The book's Conclusion neatly summarizes the central points of the author's argument. Funerary monuments articulating kinship and establishing territorial hegemony had deep roots in northern European culture. In the context of Christianity, such artworks were ultimately derived from liturgical memoria, the prayers by a religious community on behalf of the deceased and their relatives, whether living or dead. Continuity was visualized, not only for the family but also for its relationship with a religious community as their founders and benefactors. Dynastic concerns, often inseparable from the political, could be articulated by the tomb prominently placed within a church, making the monument not only spiritual, but observable by the public. Morganstern is emphatic that the two modalities, spiritual and secular, cannot be separated, contrary to what a previous generation of scholars maintained.

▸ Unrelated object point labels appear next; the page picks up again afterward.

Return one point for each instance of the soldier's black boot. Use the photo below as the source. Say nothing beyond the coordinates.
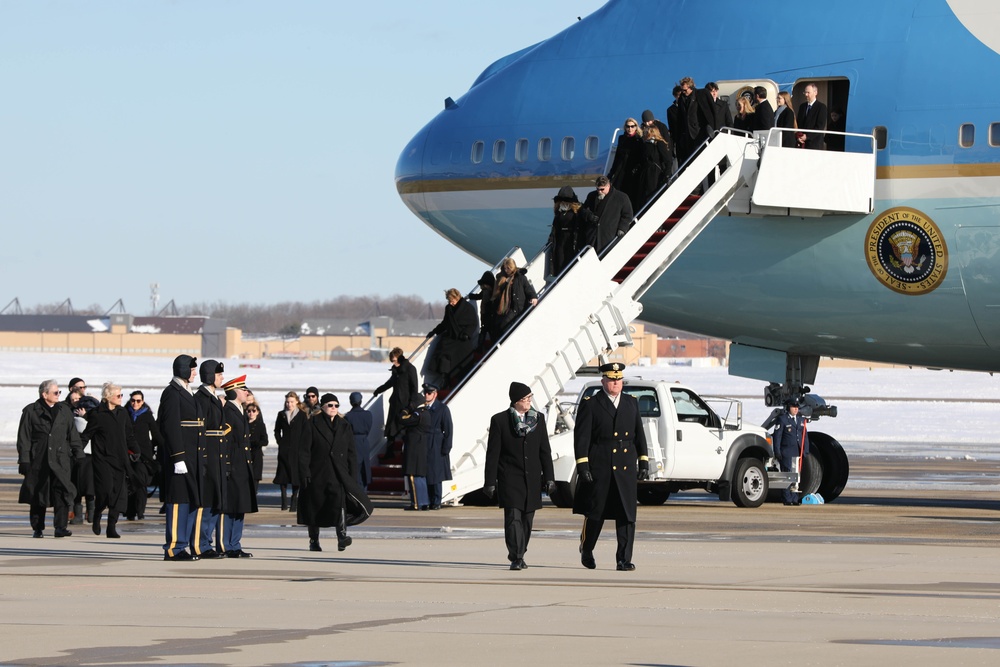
(343, 539)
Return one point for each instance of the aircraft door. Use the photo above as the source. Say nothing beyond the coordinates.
(979, 257)
(730, 90)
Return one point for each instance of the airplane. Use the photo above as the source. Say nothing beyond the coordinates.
(910, 276)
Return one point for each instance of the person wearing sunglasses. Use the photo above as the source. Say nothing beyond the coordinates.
(331, 495)
(47, 441)
(146, 470)
(111, 437)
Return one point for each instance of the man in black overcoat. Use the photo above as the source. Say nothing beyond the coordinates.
(216, 465)
(183, 429)
(47, 443)
(812, 116)
(613, 211)
(610, 447)
(518, 459)
(241, 492)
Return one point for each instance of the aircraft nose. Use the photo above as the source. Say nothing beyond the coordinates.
(410, 166)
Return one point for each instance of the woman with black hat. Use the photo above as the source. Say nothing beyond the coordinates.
(330, 494)
(518, 458)
(568, 226)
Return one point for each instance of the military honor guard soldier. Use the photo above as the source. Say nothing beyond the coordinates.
(213, 457)
(182, 427)
(241, 492)
(611, 457)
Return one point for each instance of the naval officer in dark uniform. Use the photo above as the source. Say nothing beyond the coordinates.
(182, 427)
(241, 490)
(213, 457)
(610, 457)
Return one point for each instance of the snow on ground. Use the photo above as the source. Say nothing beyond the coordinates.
(883, 412)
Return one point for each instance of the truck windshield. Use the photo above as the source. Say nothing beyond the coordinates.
(690, 408)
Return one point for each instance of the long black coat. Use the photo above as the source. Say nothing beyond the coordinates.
(657, 164)
(149, 441)
(258, 441)
(329, 464)
(785, 117)
(522, 292)
(613, 213)
(813, 119)
(241, 491)
(47, 442)
(439, 441)
(612, 442)
(111, 437)
(624, 174)
(458, 335)
(405, 394)
(182, 428)
(291, 438)
(517, 466)
(214, 446)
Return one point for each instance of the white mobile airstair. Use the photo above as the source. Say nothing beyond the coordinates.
(586, 311)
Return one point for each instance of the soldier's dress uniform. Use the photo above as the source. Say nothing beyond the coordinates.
(214, 461)
(609, 443)
(182, 427)
(789, 436)
(241, 493)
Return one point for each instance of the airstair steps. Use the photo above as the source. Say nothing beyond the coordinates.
(584, 313)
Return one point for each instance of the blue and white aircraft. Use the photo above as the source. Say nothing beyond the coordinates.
(914, 279)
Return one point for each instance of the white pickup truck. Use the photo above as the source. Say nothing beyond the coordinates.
(691, 445)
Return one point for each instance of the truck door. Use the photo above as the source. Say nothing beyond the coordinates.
(699, 451)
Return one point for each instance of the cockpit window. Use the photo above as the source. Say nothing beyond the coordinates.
(967, 135)
(499, 151)
(544, 149)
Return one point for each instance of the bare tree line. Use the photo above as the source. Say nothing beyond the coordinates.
(285, 317)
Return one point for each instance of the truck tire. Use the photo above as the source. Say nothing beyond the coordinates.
(836, 467)
(653, 494)
(563, 496)
(749, 485)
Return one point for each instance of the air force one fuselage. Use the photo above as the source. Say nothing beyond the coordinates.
(922, 74)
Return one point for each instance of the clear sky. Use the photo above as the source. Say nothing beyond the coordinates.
(232, 151)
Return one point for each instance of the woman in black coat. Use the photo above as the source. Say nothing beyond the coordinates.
(258, 441)
(328, 465)
(146, 471)
(624, 173)
(654, 170)
(109, 432)
(512, 295)
(405, 394)
(518, 460)
(290, 433)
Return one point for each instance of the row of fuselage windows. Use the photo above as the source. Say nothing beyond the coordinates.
(591, 145)
(543, 152)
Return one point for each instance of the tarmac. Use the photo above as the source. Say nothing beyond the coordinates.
(876, 578)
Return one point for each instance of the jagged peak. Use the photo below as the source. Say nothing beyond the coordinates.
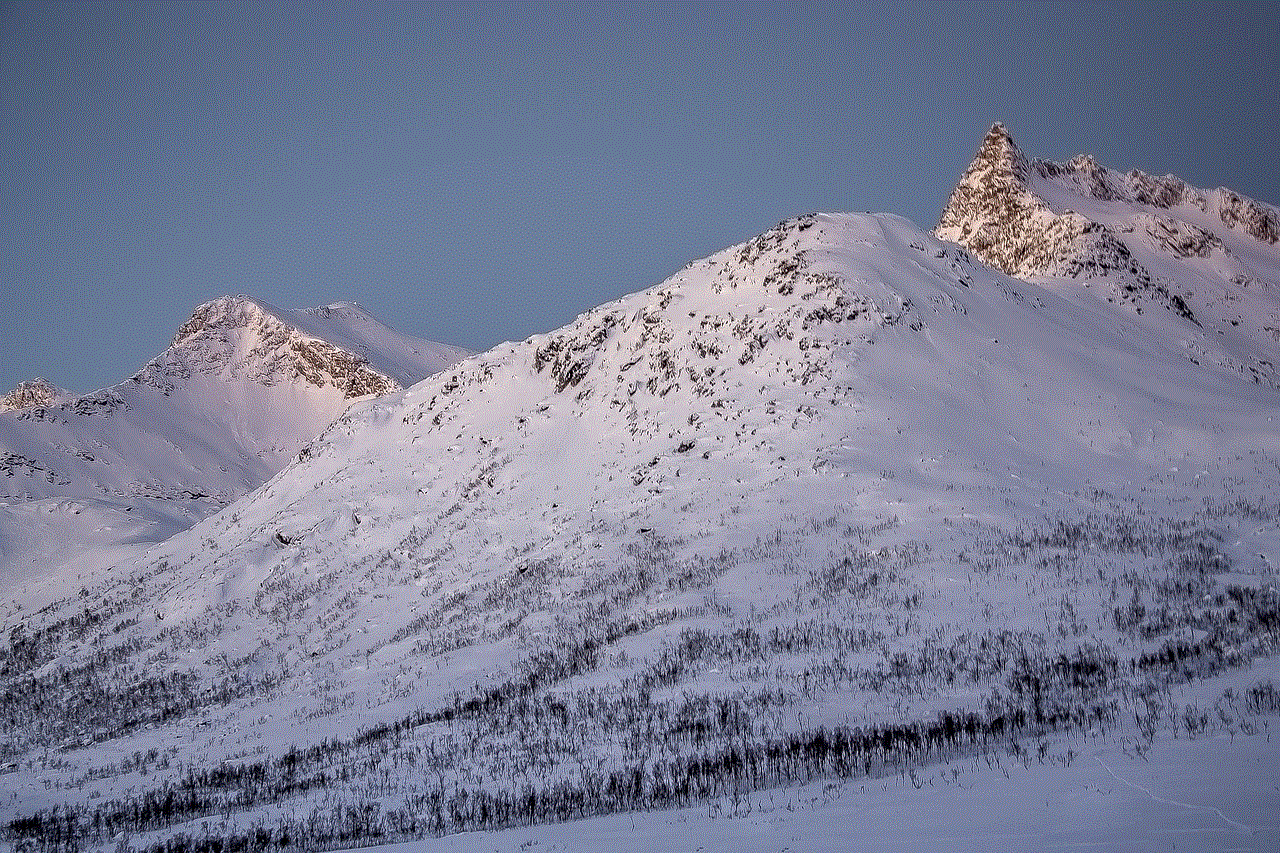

Anne Morganstern writes in crisp, engaging prose that expresses her thoughts precisely. Readers will sometimes find themselves wishing that many of the promising ideas and concepts put forth -- such as the nature of kinship, gender distinctions, and the reception of monuments -- had been given greater development. Clearly, Morganstern's interest is in the evolution of the tomb form and the genealogical material, which she has distilled to its essence. There are a few additional ways in which readers might have been helped, especially those not specialists in Gothic art of the north. The complex interweaving of family and artistic relationships might be more rapidly grasped with a map, for example. Even though the appendices are prominently indicated in the Table of Contents, it would have been reader-friendly to place notes referring to them at appropriate points in a chapter. The scholarship is solid, and perhaps at times too cautious; she sometimes stops short of drawing a conclusion, perhaps as a precaution. On the other hand, the premise that the French court, with its concern for royal genealogy, is the most influential factor in the development of genealogical and kinship tombs is not entirely satisfying, even if it is true that France set artistic standards in Europe at the time. The tombs at Saint-Denis were composed of retrospective effigies and arranged genealogically, but these newly carved monuments, insofar as were described, did not have genealogies on the tomb chest, the iconography being traced in this book. The tombs illustrated from Royaumont represent the funeral ceremony, correctly distinguished by the author from tombs of kinship. In her own words: "Ironically, we have the least evidence for either a prototype or parallels for the monument at the court of France, which probably inspired it and where we would expect comparable monuments. In contrast, the material remains of the courts of Naples/Sicily and England both furnish related monuments from succeeding generations" (p. 47). But no illustration nor discussion of the southern tradition is to be found, and indeed, the Germanic tradition to which she often refers seems equal to, if not more significant than, genealogical interests in Paris for the development of the Flemish tombs. These Flemish monuments, above all, appear to be the source for those in England.

Despite such reservations on my part, Anne Morganstern's presentation of extremely complex material is highly accomplished. She is to be thanked for laying the groundwork for future studies of Gothic tombs of kinship.

NOTES:

(1) This material was presented at the session "Memory and the Medieval Tomb" organized by this reviewer and Carol Pendergast for the meeting of the College Art Association in 1994 and later published (Aldershot: Ashgate, 2001), with additional information presented in 1996 at "Memory and Oblivion," the 29th International Congress of Art History in Amsterdam and published in the Acts (Dordrecht: Kluwer, 1999).